Modern biology increasingly relies on high-throughput techniques. This trend challenges computational biologists to quickly extract as much useful information from the data as possible. In the genomic sense, this primarily implies correlating phenotypic differences with observed nucleotide sequence variations. On the protein side the challenge generally is to annotate protein function at reasonable accuracy levels. We believe that nucleic and amino acid sequences contain a large portion of the information necessary to address both of these directions.
Our main goal is to develop fast, accurate, and meaningful ways of analyzing this growing deluge of biological data and to bring these developments bench- (or patient-) side. To make our predictions we rely on a number of sequence-based features (including evolutionary information and other predictor results) and utilize a variety of methodologies (including Neural Nets, SVMs and random forests).
The active projects in the lab include:
- Development of an in silico mutagenesis methodology which will define functionally important residues in protein sequences. This direction addresses questions in nsSNP analysis, mutation combinatorics (possibly applicable to phylogenetics), and function prediction.

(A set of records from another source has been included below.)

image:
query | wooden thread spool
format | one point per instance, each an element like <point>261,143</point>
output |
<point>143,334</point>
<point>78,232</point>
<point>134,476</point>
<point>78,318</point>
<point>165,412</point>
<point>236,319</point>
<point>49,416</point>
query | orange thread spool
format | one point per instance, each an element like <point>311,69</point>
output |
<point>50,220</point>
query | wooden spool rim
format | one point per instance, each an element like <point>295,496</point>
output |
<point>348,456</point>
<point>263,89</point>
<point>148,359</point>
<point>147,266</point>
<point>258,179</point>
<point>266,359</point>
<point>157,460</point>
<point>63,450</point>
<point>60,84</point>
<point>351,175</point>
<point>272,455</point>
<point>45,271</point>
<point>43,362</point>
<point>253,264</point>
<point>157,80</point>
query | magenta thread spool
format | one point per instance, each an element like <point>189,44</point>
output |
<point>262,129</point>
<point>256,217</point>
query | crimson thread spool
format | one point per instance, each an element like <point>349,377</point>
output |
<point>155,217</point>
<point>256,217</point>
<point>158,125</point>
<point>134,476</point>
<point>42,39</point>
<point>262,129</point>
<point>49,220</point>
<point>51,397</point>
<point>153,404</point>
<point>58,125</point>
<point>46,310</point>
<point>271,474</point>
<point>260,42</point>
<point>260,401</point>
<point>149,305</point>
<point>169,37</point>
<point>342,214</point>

- Analyzing the effects of genomic SNPs (non-coding or synonymous) on the overall organism fitness. Initial steps in this direction focus on data collection and on outlining SNP characteristics that can be used to differentiate between functionally non-/important SNPs.
- Computational literature analysis (Natural Language Processing) to extract from free text (scientific publications, lab records, etc.) information relevant to the above two goals.